Jeffrey Herbener presented testimony before the Subcommittee on Domestic Monetary Policy and Technology Committee on Financial Services back in May 2012.  If you go to the latter part of his written testimony titled “Monetary Reform”, you can read his idea on how to reform the system.

In short, Herbener advocates getting to a system where the primary step “is to turn FRNs into 100-percent-reserve redemption claims for gold coins.”  He continues, “The other step along this path to a market monetary system is to establish a 100 percent reserve of money against bank-issued fiduciary media.”  He goes on to advocate that banks would need to build their cash reserves up to 100 percent of their checkable deposits (which would be much easier to do now since banks have accumulated massive excess reserves).

Assuming that the Fed holds the gold that it says it does, this could then be used to back up the existing cash in the banking system.  Herbener calculates that the redemption ratio would be $4,207 per ounce of gold.

I give Herbener great credit for at least trying to lay out some sort of solution.  Most libertarians can not offer any serious ideas on how to get out of the current mess without creating total havoc.  I think Herbener is somewhere along the right track.

Herbener says, “Once this transition was accomplished, the government should permit private production of money and money certificates according to the general laws of commerce.”  I would amend this slightly and say, “why wait?”  I think private competition should be allowed at any time, whether it is in banking or money production.
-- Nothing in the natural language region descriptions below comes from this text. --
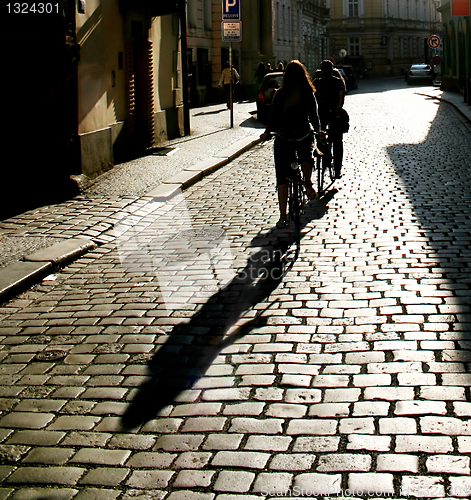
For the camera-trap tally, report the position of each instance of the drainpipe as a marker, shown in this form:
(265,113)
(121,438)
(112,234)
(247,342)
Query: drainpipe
(185,92)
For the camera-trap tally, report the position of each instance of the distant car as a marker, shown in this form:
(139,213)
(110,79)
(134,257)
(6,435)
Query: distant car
(420,73)
(270,83)
(338,72)
(351,78)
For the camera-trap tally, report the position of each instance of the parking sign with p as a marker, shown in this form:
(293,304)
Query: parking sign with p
(231,10)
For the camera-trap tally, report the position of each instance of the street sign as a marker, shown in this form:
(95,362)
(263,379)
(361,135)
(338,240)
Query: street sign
(231,10)
(231,32)
(434,41)
(460,7)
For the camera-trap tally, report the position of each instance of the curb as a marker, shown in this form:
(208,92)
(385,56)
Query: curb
(461,107)
(191,175)
(19,276)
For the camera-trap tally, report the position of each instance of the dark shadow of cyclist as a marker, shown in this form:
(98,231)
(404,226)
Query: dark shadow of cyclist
(191,347)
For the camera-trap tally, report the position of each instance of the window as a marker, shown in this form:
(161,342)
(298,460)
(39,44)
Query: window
(353,8)
(354,46)
(192,14)
(208,14)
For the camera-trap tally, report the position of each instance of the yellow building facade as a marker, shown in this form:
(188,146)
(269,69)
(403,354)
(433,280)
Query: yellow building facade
(381,37)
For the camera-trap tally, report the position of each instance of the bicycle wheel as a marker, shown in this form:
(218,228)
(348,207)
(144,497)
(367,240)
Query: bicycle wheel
(320,165)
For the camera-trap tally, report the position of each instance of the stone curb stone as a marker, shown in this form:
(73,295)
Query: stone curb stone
(17,276)
(60,253)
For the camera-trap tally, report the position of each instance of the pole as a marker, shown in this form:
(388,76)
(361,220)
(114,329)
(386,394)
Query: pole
(231,103)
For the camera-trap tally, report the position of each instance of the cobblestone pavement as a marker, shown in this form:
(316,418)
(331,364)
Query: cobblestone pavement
(187,370)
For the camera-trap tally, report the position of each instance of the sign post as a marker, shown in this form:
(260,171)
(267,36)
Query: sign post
(231,32)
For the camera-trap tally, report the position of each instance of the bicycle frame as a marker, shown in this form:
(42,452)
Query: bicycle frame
(324,166)
(296,202)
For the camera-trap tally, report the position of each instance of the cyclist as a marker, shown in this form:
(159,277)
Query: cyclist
(330,95)
(293,117)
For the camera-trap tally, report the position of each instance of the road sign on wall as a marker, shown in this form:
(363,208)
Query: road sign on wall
(231,32)
(460,7)
(434,42)
(231,10)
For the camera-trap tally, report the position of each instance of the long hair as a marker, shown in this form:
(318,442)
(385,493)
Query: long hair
(296,76)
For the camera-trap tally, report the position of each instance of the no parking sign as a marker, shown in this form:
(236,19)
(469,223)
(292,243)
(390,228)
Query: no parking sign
(434,41)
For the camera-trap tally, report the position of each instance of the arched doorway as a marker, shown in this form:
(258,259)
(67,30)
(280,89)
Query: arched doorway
(38,86)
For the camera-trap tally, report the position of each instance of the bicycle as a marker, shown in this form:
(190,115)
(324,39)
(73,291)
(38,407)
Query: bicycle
(297,197)
(324,166)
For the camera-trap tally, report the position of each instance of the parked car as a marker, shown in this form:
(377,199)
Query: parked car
(270,83)
(420,73)
(338,72)
(351,78)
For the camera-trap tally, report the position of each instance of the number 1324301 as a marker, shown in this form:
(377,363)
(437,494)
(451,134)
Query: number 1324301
(33,8)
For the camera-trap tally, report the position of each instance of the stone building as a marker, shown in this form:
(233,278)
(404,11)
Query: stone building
(90,83)
(382,37)
(273,31)
(456,65)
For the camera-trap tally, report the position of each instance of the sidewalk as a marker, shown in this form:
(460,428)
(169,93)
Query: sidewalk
(35,244)
(453,98)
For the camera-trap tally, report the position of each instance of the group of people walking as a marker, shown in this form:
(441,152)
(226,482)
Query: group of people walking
(302,105)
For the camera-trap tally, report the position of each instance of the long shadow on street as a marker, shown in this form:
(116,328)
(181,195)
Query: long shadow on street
(191,347)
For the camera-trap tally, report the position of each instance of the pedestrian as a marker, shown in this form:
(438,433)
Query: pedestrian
(330,95)
(226,81)
(260,72)
(294,116)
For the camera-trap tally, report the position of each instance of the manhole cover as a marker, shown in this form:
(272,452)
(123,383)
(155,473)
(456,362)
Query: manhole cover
(205,234)
(52,355)
(164,151)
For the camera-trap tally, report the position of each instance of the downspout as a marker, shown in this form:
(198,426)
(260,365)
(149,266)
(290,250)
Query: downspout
(184,48)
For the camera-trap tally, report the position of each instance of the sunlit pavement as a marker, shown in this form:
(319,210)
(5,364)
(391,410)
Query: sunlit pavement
(181,366)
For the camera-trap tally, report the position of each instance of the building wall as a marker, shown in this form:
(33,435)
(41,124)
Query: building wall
(456,66)
(383,37)
(129,83)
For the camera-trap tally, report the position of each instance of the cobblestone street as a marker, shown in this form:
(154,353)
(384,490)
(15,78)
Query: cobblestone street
(184,372)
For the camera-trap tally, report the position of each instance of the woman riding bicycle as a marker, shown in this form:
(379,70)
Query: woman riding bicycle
(293,117)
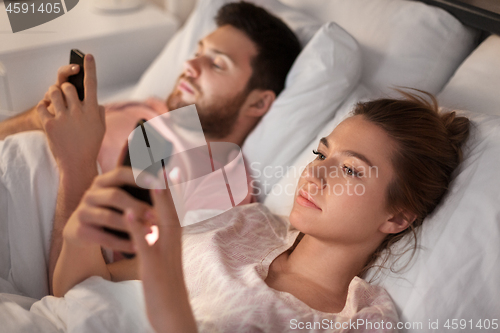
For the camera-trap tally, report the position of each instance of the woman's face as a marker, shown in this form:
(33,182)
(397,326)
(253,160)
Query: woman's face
(341,195)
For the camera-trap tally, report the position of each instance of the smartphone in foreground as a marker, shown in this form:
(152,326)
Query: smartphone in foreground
(138,192)
(76,57)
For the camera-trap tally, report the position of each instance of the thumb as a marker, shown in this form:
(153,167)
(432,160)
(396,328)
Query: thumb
(138,232)
(43,112)
(165,208)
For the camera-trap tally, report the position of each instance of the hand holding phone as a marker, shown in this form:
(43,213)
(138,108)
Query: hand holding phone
(76,57)
(138,192)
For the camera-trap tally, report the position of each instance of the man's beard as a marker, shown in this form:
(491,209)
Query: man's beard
(217,120)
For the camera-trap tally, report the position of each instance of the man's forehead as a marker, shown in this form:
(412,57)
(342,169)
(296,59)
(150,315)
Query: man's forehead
(231,42)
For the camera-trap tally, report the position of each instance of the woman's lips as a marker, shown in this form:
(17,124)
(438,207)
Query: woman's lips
(304,199)
(184,86)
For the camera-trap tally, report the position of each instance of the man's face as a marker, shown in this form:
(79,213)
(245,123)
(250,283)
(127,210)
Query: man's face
(215,80)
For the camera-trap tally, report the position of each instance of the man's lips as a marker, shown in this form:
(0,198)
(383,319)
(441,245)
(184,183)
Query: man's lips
(186,87)
(305,199)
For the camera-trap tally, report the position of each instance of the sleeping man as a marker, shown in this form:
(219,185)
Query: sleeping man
(234,77)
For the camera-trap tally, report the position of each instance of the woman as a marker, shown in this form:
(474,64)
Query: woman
(246,270)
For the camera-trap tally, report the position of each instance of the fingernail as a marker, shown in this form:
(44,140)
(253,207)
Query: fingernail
(149,215)
(152,182)
(130,216)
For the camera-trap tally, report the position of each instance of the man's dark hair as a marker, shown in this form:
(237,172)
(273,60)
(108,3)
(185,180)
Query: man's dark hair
(277,45)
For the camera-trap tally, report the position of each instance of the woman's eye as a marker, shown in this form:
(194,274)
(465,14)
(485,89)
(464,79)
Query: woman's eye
(350,171)
(320,156)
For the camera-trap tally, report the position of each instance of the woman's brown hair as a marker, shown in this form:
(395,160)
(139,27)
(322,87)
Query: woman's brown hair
(428,151)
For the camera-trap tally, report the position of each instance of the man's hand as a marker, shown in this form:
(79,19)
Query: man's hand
(74,128)
(29,119)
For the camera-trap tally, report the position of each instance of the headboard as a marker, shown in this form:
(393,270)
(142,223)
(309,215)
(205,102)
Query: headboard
(480,14)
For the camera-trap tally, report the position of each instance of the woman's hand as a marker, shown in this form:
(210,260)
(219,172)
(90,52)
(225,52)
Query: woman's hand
(101,207)
(160,266)
(74,128)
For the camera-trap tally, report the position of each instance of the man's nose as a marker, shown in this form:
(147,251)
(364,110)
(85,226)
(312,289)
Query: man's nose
(192,67)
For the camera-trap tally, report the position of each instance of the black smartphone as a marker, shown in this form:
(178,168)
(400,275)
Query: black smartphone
(138,192)
(76,57)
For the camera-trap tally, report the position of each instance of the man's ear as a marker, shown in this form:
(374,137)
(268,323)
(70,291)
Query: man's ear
(398,222)
(259,102)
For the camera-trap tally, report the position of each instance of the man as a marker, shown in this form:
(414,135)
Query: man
(233,79)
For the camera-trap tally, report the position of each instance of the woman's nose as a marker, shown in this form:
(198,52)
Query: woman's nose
(192,67)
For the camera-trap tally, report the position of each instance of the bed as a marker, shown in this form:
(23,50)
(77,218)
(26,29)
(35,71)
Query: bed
(452,283)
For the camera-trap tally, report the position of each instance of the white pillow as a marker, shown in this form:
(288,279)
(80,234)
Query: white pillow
(404,43)
(319,81)
(475,86)
(455,274)
(160,78)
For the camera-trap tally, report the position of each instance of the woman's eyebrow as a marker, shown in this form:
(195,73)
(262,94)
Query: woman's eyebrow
(362,157)
(358,156)
(324,141)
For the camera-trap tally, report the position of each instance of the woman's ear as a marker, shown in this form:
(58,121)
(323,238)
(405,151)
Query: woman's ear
(259,102)
(398,222)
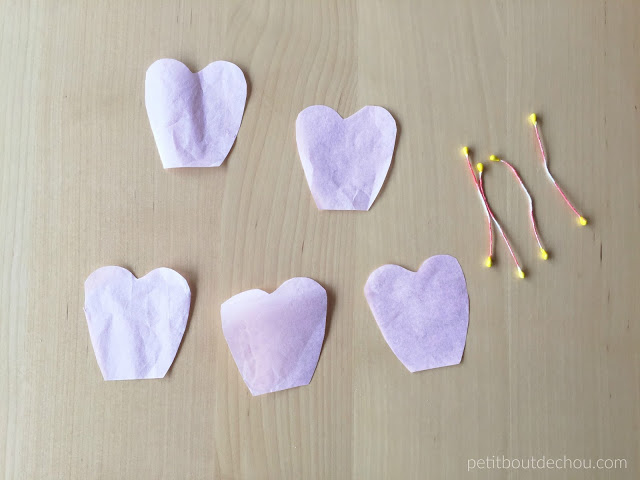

I would like to build on Herbener’s suggestions slightly and say that we should repeal legal tender laws as soon as possible and we should allow free banking as soon as possible as well.  To get out of the current mess, I think any bank should be able to get away from government regulation and control, so long as they agree to not be insured under the FDIC.  While I’m not a fan of government regulation, I think all banks currently insured under the FDIC should be subject to oversight and be required to increase their reserves to 100 percent, until such time as the FDIC is fully abolished.  If they don’t like the rules, then they can get out from under them and no longer be insured by the FDIC.

I think we need to phase out the FDIC and I think Herbener has a plan that is a great starting point for this discussion.  I only wish that more libertarians would have the courage to study and address the issue.  The government and the bankers have made a mess and we need to find a way to get out of it without causing a total collapse of the financial system.  We need libertarian solutions to achieve libertarian goals.